コルトレーン再考 | オーナーの読書室

コルトレーン再考

「チェーシン・ザ・トレーン」ではないが、ずっとコルトレーンを追いかけている。ほぼ毎日、トレーンのCDをかけて、その演奏を自らもソプラノサックスを吹きながら後追いしているのだ。そこでわかったことというか、思うことは、以前では、トレーンの演奏は独特のもので、いわゆる「トレーン節」というか、まったく彼独自のものであるかのように理解していて、前のブログにもそういうふうに書いたのだが、最近、そうでもないと思うようになった。これはどういうことかというと、そのフレーズには、パーカー、コールマン・ホーキンスというふうに遡れる(さかのぼれる)ようなイディオムが感じられるのだ。しかし実際には、爆発するようなタンギング、二オクターブ半というテナーサキソフォーンの音域内を瞬時に駆け巡るすさまじいほどのエネルギー、そしてまた、事前にまったく企図されない、無前提にして、独自なフレーズが創造されているのは間違いないのだが、その音楽がもっている語法は、ジャズの伝統に根付いたものであると、最近、ふとそう思う。

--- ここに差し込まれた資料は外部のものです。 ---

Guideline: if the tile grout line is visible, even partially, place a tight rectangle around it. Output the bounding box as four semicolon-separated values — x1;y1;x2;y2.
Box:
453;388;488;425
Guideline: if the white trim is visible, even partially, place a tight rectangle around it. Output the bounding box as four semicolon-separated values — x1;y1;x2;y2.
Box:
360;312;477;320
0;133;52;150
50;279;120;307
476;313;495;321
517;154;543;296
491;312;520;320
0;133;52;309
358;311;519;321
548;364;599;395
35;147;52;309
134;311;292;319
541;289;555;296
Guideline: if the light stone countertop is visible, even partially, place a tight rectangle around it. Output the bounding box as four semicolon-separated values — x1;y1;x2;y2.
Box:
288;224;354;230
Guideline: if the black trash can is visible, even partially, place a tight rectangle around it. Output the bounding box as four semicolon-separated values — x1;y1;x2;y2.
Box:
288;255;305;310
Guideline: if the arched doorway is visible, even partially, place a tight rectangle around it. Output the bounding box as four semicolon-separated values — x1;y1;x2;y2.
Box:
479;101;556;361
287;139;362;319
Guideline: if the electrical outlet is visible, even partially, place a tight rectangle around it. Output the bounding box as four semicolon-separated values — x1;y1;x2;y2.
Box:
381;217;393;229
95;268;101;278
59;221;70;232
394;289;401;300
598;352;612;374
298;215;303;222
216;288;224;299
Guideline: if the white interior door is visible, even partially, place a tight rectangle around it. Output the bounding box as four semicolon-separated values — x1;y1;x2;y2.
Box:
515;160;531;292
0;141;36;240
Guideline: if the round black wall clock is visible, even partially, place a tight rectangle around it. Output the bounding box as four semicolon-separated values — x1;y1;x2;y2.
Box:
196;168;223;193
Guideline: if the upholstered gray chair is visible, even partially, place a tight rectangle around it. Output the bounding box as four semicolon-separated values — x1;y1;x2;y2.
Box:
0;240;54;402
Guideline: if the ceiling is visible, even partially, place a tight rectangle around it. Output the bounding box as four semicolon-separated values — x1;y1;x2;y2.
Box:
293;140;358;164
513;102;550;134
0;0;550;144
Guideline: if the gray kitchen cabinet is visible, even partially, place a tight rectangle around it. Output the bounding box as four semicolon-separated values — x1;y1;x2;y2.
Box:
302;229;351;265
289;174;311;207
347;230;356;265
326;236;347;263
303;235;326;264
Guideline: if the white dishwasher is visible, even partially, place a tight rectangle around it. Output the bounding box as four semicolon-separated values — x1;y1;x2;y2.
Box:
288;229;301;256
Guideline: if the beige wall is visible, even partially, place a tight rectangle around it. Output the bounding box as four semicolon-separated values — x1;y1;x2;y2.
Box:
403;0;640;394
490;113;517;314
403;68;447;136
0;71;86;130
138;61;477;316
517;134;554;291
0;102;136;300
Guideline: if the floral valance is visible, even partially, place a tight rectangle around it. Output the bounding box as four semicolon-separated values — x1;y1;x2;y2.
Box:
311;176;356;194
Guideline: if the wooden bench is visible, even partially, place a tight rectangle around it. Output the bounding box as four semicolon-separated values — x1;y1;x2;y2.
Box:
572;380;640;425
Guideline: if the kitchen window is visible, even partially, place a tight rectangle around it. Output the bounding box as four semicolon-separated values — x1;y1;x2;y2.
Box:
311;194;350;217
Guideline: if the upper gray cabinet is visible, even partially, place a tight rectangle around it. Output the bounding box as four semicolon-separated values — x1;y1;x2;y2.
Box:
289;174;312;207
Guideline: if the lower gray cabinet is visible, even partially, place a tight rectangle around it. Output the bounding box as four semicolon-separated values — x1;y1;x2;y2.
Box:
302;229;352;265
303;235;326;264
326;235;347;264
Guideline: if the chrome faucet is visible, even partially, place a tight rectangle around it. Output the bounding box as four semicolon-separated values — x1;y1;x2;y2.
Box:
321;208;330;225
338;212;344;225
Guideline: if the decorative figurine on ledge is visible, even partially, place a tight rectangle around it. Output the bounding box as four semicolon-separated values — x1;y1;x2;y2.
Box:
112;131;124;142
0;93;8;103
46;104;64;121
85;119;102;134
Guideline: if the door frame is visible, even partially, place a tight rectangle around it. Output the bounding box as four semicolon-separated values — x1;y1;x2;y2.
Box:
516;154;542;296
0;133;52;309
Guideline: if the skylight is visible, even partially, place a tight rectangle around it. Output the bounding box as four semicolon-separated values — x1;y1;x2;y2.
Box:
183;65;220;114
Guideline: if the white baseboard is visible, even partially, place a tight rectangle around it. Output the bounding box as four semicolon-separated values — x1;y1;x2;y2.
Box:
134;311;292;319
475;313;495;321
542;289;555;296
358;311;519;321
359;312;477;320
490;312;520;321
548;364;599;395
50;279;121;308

 実際に楽器演奏の経験のない読者にとっては、上記の表現、あるいは説明は大げさだと思われるかもしれない。だが、彼のフレーズを不完全だが少しでもなぞろうとして演奏すると、そのアイディアと演奏姿勢が理解できる。ジャズの演奏は、ヨーロッパのクラシック音楽とは、同じ楽器を使用しているにもかかわらず、まったく違うものだと思う。クラシック音楽では、作曲者があらかじめ慎重に音を選び、主旋律、副旋律、そして、それらから合理的に展開される旋律と和音が決定されていて、演奏者はそれを忠実に再現しなくてはならないのに対して、ジャズでは、孤々の楽器のリアリティから出発するように思われる。すなわち、例えばテナーサックスであれば、下のAから2オクターブ半上のFシャープまでの音を同列にとらえ、各音がもつ個性を、自らの発声器官の延長であるかのようにして、演奏者はそれらを鳴らそうとする。従って、一小節内で、二オクターブも瞬時に音が移動しても、それがそのソロの文脈上“必然”であるように聞こえるのであれば、ひとつのメロディとして成立するはずである。こうした表現上のテクニック、あるいは姿勢は、クラシック音楽にはないであろう。器楽演奏という点でいえば、ジャズもクラシックも手技を修練して、その成果を表現していることになるが、ジャズの即興演奏のほうが、ある意味で、多分に肉体的なところがあるのではないだろうか。というのも、ジャズ演奏家は、楽器自体のリアリティをベースにして、それをどうやればより美しく響かせることができるのか、そのことについて常に格闘しているように感じられるからだ。